Preço da batata-inglesa dispara mais de 111% em Goiás e pressiona orçamento familiar

O custo de vida das famílias goianas tem sido fortemente impactado pela escalada dos preços de alimentos essenciais. Em um cenário de inflação persistente, a batata-inglesa se destaca como um dos itens que mais pesaram no bolso do consumidor no primeiro semestre de 2026, com uma valorização que ultrapassa os 111% em Goiás. Os dados, divulgados pelo Instituto Brasileiro de Geografia e Estatística (IBGE), através do Índice Nacional de Preços ao Consumidor Amplo 15 (IPCA-15), revelam uma realidade desafiadora para o poder de compra da população.
A pesquisa, que utiliza Goiânia como referência para o estado, aponta que o tubérculo acumulou uma alta de 111,88% no ano, até junho de 2026. Somente no mês de junho, o aumento foi de expressivos 30,84%, consolidando a batata-inglesa como o principal motor da prévia da inflação em Goiás. Este foi o quarto mês consecutivo de alta para o produto, marcando uma das maiores valorizações já registradas na série histórica do levantamento.
A Disparada Inédita da Batata-Inglesa no Mercado Goiano
A elevação do preço da batata-inglesa em Goiás não é um fenômeno isolado, mas sua magnitude chama a atenção. A alta de mais de 111% em apenas seis meses reflete uma complexa interação de fatores, que podem incluir condições climáticas adversas, custos de produção e transporte, e a dinâmica da oferta e demanda. Para muitas famílias, a batata é um alimento básico e versátil, e seu encarecimento tem um efeito cascata no orçamento doméstico, exigindo adaptações e cortes em outras despesas.
No panorama nacional, a situação não é menos preocupante. O alimento registrou um aumento de 29,42% apenas em junho em todo o país, acumulando uma valorização de 100,20% no primeiro semestre. Essa sincronia entre os mercados regional e nacional sugere que os desafios na produção e distribuição do tubérculo são amplos, afetando consumidores em diversas partes do Brasil.
Outros Alimentos que Pressionam o Bolso dos Consumidores
Apesar de ser o destaque negativo, a batata-inglesa não foi o único alimento a encarecer em Goiânia. Outros itens essenciais na mesa do brasileiro também apresentaram altas significativas, contribuindo para a pressão sobre o orçamento familiar. O feijão-carioca, por exemplo, registrou um aumento de 22,53%, enquanto o arroz avançou 2,91%. As carnes, outro componente fundamental da dieta, tiveram um acréscimo de 1,10%.
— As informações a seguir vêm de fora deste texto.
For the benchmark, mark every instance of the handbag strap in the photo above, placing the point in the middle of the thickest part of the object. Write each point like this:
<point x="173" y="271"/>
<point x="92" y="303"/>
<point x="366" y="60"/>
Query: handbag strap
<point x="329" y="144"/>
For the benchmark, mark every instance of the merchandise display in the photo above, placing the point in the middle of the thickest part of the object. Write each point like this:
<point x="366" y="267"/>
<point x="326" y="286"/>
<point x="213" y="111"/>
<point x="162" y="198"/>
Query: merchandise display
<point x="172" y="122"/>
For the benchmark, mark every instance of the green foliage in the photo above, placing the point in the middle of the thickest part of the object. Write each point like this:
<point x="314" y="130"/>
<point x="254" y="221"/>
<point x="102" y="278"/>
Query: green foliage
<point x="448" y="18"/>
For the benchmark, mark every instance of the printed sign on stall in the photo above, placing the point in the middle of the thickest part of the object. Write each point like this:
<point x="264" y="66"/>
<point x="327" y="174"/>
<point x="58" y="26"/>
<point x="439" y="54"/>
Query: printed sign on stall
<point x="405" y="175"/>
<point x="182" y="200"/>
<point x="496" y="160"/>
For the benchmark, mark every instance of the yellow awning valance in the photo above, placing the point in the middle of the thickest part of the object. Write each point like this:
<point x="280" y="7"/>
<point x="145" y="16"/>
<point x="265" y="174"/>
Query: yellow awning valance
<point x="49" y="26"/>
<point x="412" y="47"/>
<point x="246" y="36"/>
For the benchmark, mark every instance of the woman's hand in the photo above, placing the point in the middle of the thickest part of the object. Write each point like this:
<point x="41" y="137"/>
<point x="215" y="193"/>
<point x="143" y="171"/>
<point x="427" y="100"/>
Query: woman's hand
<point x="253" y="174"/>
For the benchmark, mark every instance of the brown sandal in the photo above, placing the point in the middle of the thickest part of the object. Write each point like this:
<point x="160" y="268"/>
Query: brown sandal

Em contrapartida, alguns produtos apresentaram queda, oferecendo um pequeno alívio. O café moído, por exemplo, ficou 2,66% mais barato, amenizando parte da pressão inflacionária. Contudo, a soma das altas em alimentos básicos supera em muito as poucas reduções, mantendo o custo da cesta básica em patamares elevados.
O Papel dos Combustíveis na Desaceleração da Inflação Geral
Curiosamente, apesar da disparada dos alimentos, a prévia da inflação em Goiânia registrou uma desaceleração. O IPCA-15 passou de 1,41% em maio para 0,44% em junho, mesmo com a capital goiana completando dez meses consecutivos de alta nos preços. Essa aparente contradição é explicada, em grande parte, pela redução nos preços dos combustíveis.
O etanol, por exemplo, ficou 7,45% mais barato em junho, acumulando uma queda de 2,18% no primeiro semestre. O óleo diesel recuou 2,99%, enquanto a gasolina teve uma leve alta de apenas 0,05%. A diminuição nos custos de transporte impacta diretamente o índice geral, evitando que a inflação fosse ainda maior, especialmente em um cenário de alimentos em alta.
Cenário Amplo da Inflação em Goiás e no Brasil
Em todo o país, o IPCA-15 ficou em 0,41% em junho, abaixo dos 0,62% registrados em maio, conforme os dados do IPCA-15 do IBGE. Os grupos que mais influenciaram o índice foram Alimentação e bebidas (0,74%) e Habitação (0,72%), impulsionados principalmente pela alta da energia elétrica residencial e de alimentos como a batata-inglesa, tomate e feijão-carioca. A metodologia do IPCA-15 é similar à do IPCA, a inflação oficial do país, diferenciando-se apenas pelo período de coleta dos preços, o que o torna um importante indicador da tendência inflacionária.
Com esses resultados, Goiânia encerra o primeiro semestre de 2026 com uma inflação acumulada de 3,79% e de 5,45% nos últimos 12 meses. Como a capital integra a amostra do IBGE para o estado, esses números servem como um termômetro crucial para acompanhar o comportamento dos preços em todo o território goiano, refletindo os desafios econômicos enfrentados pela população.